Grape risotto



There’s a sweet scent in the air and the first golden autumn leaves are already dancing as the fall season arrives. Tubs full of must are ready to turn into amazing wine and tables are laden with golden-, green-, pink-, and red-colored grapes. Looking forward to the month of October, when you’ll be able to make a wonderful Concord grape risotto, we invite you to discover one of the most common varieties that’s perfect for a first-course dish like this. It’s the crisp, aromatic Italia grape, with a flavor that’s sweet, but not overly so. It forms the perfect pairing for the prosciutto that becomes flavorful and crispy, not to mention the light touch of acidity provided by the Robiola, a fresh cheese that gives this delectable dish the right amount of creaminess. What might seem like a simple grape risotto instead hides a juxtaposition of intensity and nuances so deep that it will really captivate your palate! Don’t believe us? Try it for yourself and let us know.
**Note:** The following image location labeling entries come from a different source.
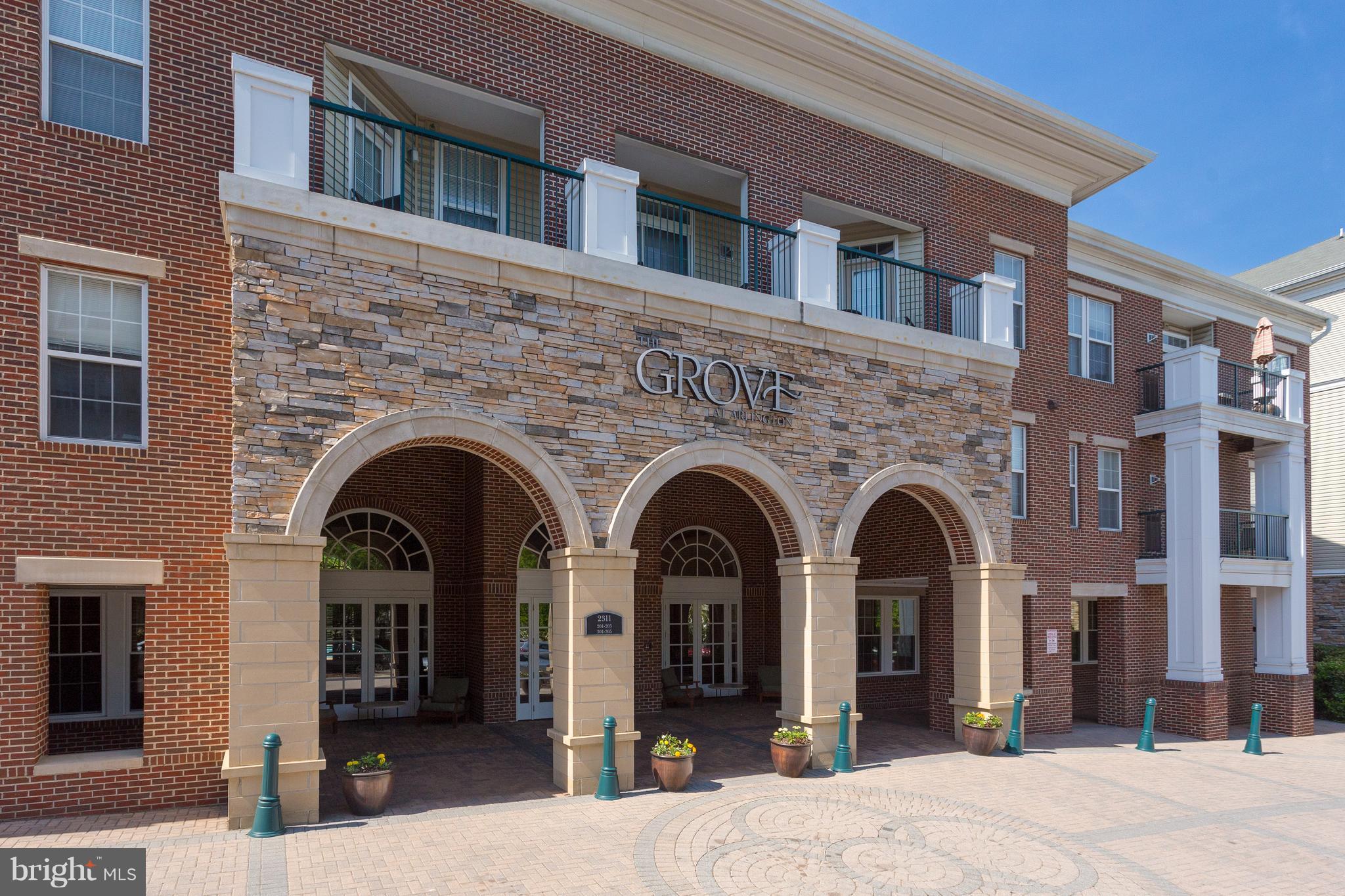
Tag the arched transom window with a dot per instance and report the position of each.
(698, 551)
(536, 547)
(373, 540)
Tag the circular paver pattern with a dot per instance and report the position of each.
(831, 839)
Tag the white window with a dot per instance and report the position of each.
(887, 640)
(1083, 634)
(1074, 486)
(1019, 472)
(96, 60)
(1015, 268)
(1090, 337)
(93, 358)
(96, 666)
(1176, 340)
(1109, 490)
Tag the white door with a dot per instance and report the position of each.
(376, 639)
(703, 631)
(533, 630)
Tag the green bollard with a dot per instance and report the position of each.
(1146, 734)
(268, 822)
(1254, 735)
(841, 763)
(1013, 743)
(608, 788)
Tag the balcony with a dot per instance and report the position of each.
(1242, 534)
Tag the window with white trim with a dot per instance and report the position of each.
(93, 358)
(1016, 269)
(1109, 490)
(1083, 630)
(1019, 472)
(96, 654)
(887, 640)
(96, 60)
(1091, 337)
(1074, 486)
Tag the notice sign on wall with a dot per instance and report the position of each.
(600, 624)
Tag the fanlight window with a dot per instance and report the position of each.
(698, 551)
(536, 547)
(373, 540)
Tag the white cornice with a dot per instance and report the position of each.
(822, 61)
(1111, 259)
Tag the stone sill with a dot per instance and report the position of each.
(77, 763)
(286, 767)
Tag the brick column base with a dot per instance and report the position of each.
(1193, 708)
(1287, 703)
(1121, 700)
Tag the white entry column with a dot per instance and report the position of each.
(1193, 618)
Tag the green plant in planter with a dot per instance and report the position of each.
(671, 747)
(982, 720)
(794, 736)
(369, 762)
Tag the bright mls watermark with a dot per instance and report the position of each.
(114, 872)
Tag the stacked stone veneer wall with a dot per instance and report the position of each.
(331, 340)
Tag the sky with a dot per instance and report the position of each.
(1243, 101)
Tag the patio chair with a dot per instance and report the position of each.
(768, 683)
(676, 692)
(447, 700)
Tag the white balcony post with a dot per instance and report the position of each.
(608, 224)
(997, 309)
(1191, 377)
(271, 123)
(1193, 594)
(1293, 395)
(811, 263)
(1282, 613)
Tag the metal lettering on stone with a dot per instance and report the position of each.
(602, 624)
(764, 390)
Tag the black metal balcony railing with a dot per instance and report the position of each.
(1153, 534)
(903, 293)
(1251, 389)
(387, 163)
(697, 241)
(1152, 389)
(1242, 386)
(1243, 534)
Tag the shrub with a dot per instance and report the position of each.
(793, 736)
(1329, 688)
(671, 747)
(982, 720)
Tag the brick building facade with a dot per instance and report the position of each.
(287, 333)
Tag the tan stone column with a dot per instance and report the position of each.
(275, 641)
(592, 677)
(817, 649)
(986, 639)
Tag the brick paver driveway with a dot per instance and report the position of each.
(1083, 813)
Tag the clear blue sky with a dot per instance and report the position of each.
(1243, 101)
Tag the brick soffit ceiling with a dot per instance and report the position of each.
(817, 58)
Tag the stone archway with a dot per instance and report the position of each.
(947, 501)
(478, 435)
(772, 490)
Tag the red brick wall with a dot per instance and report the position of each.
(899, 538)
(711, 501)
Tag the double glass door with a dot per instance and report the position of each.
(703, 643)
(535, 657)
(374, 651)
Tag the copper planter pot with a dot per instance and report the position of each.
(790, 759)
(981, 742)
(670, 771)
(368, 793)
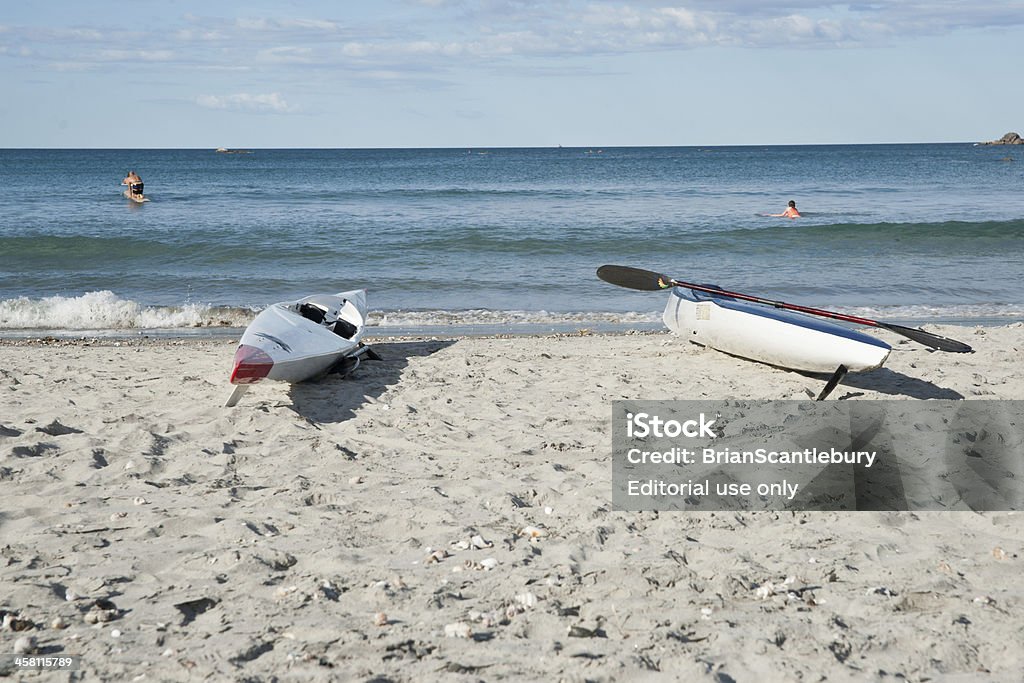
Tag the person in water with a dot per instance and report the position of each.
(791, 212)
(134, 183)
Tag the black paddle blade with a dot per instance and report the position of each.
(928, 339)
(634, 279)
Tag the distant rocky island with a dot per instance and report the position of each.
(1009, 138)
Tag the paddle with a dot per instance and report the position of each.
(648, 281)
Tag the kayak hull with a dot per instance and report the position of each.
(774, 336)
(294, 341)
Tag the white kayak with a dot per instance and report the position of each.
(294, 341)
(771, 335)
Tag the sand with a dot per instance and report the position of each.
(373, 527)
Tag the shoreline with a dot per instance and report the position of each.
(449, 331)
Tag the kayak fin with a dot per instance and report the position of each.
(232, 400)
(833, 382)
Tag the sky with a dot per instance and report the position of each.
(507, 73)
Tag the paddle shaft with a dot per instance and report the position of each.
(648, 281)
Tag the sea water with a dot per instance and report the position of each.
(506, 239)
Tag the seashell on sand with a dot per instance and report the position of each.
(25, 645)
(458, 630)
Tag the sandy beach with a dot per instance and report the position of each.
(445, 513)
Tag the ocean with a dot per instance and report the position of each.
(505, 240)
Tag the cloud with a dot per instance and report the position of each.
(434, 36)
(268, 103)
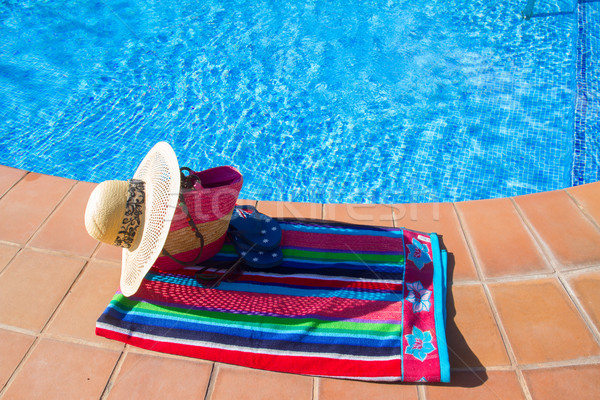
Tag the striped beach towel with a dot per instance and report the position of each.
(353, 302)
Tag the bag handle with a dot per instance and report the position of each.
(188, 182)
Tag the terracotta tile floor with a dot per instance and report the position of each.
(523, 302)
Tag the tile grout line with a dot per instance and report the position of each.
(62, 301)
(210, 388)
(45, 221)
(562, 279)
(20, 366)
(19, 251)
(421, 395)
(209, 385)
(500, 326)
(113, 375)
(580, 309)
(540, 244)
(582, 210)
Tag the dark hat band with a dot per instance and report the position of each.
(133, 211)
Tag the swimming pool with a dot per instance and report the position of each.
(323, 101)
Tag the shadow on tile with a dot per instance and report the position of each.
(458, 348)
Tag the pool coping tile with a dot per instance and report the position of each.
(27, 300)
(501, 243)
(65, 230)
(569, 236)
(540, 320)
(493, 302)
(28, 204)
(55, 369)
(9, 177)
(143, 376)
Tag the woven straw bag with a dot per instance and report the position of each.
(201, 219)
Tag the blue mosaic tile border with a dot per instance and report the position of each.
(586, 132)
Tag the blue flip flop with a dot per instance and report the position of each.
(262, 259)
(255, 237)
(254, 228)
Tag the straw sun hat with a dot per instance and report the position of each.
(136, 214)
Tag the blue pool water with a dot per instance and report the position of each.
(323, 101)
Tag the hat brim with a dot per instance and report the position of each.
(160, 172)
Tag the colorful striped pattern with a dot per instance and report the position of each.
(338, 306)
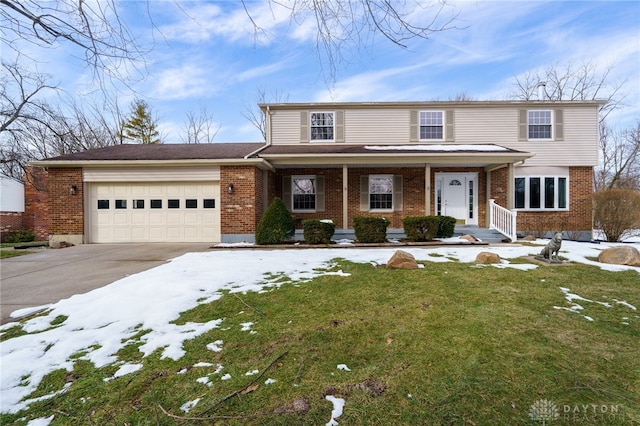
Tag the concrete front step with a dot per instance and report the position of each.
(485, 234)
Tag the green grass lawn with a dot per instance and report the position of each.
(450, 344)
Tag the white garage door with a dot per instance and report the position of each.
(154, 212)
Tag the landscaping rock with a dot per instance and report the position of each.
(620, 255)
(402, 260)
(486, 257)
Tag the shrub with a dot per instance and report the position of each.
(421, 228)
(370, 229)
(318, 231)
(276, 225)
(616, 212)
(446, 227)
(21, 236)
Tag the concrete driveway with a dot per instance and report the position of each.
(50, 275)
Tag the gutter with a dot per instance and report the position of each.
(260, 162)
(268, 136)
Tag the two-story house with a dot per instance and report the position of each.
(476, 161)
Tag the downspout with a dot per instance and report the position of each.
(268, 136)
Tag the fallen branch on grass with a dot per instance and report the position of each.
(249, 306)
(238, 392)
(245, 389)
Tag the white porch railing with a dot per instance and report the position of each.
(502, 220)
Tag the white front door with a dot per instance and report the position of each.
(456, 196)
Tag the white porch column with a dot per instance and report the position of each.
(427, 189)
(489, 197)
(345, 197)
(511, 178)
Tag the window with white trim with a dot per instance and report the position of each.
(381, 192)
(322, 126)
(540, 124)
(431, 125)
(542, 193)
(303, 192)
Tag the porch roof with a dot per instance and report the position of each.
(480, 155)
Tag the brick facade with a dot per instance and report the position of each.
(36, 202)
(240, 210)
(66, 210)
(9, 222)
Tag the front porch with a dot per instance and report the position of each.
(485, 235)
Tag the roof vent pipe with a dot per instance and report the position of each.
(542, 86)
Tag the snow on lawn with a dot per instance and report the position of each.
(103, 321)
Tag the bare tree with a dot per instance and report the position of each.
(95, 28)
(619, 151)
(344, 24)
(19, 95)
(571, 83)
(254, 113)
(620, 159)
(200, 128)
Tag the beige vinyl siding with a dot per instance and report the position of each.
(486, 125)
(151, 174)
(285, 127)
(579, 146)
(385, 126)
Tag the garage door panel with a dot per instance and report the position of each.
(136, 221)
(138, 218)
(175, 218)
(155, 190)
(121, 219)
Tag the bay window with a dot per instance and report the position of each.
(541, 193)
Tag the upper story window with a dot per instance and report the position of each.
(322, 126)
(381, 192)
(540, 124)
(303, 191)
(431, 125)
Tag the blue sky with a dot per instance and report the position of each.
(205, 55)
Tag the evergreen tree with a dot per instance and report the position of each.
(141, 127)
Carnaroli rice 1 ¾ cup (350 g)
White grapes 1 lb (450 g)
Butter ⅓ cup (80 g) - softened
Shallot 1
Fine salt to taste
Vegetable broth to taste - (around 4¼ cups (1 L))
To make it creamy and for the garnish
Robiola cheese 2.5 oz (70 g)
Prosciutto crudo 4 slices - thin
Red pepper to taste
Parsley to taste

How to prepare Grape risotto

To make the grape risotto, start by preparing the vegetable broth (make around 4¼ cups (1 L)); then move on to the prosciutto: Heat a nonstick pan and then add the slices 1. Let them sizzle over high heat for a few minutes, just enough time to make them brown and crispy 2. Turn them over and continue to cook for a few more minutes, but be sure not to burn them. When the prosciutto is ready, place the slices on a wire rack to cool 3.

Next, rinse the grapes 4, then remove the berries from the stalks and place them in a food mill 5; remember to set some aside for the garnish. Grind the grapes in the food mill to get the juice out and set aside 6.

Now, melt the butter in a large pot over very low heat 7 and then add the chopped shallot, letting it soften for around 10 minutes 8 and stirring often. If it dries out too quickly, add a few spoonfuls of broth. Once the shallot has softened, turn up the heat a little and pour in the rice 9.

Let it toast for a few minutes: As soon as the grains are transparent, deglaze with the grape juice 10. When the juice has evaporated, add the hot vegetable broth, already salted, one ladleful at a time until the rice has finished cooking. Remember not to stir the rice too much 11. Once the rice has finished cooking, turn off the heat and make the risotto creamy, first adding the grapes with the seeds removed and some cut into halves and others quarters 12,

then adding the Robiola 13 and a pinch of pink pepper, and stir well 14. Dish up the risotto and garnish every plate with a little crumbled prosciutto and some chopped parsley. Your grape risotto is ready. Buon appetito 15!


We recommend eating the grape risotto right away. If you wish, you can also keep it for up to 2 days.


To make the risotto lighter, you can replace the butter with oil and use ricotta to make it creamy. If you don’t have a nonstick pan, you can place a sheet of parchment paper on the bottom of whatever pan you do have. If you’d like to experiment, on the other hand, try replacing the Robiola with Greek yogurt, this way its natural acidity will bring out the sweetness of the grape, or use mascarpone cheese, which has more fat and will make the risotto creamier – it will be a safe bet for fans of the time-honored butter and Parmesan combination!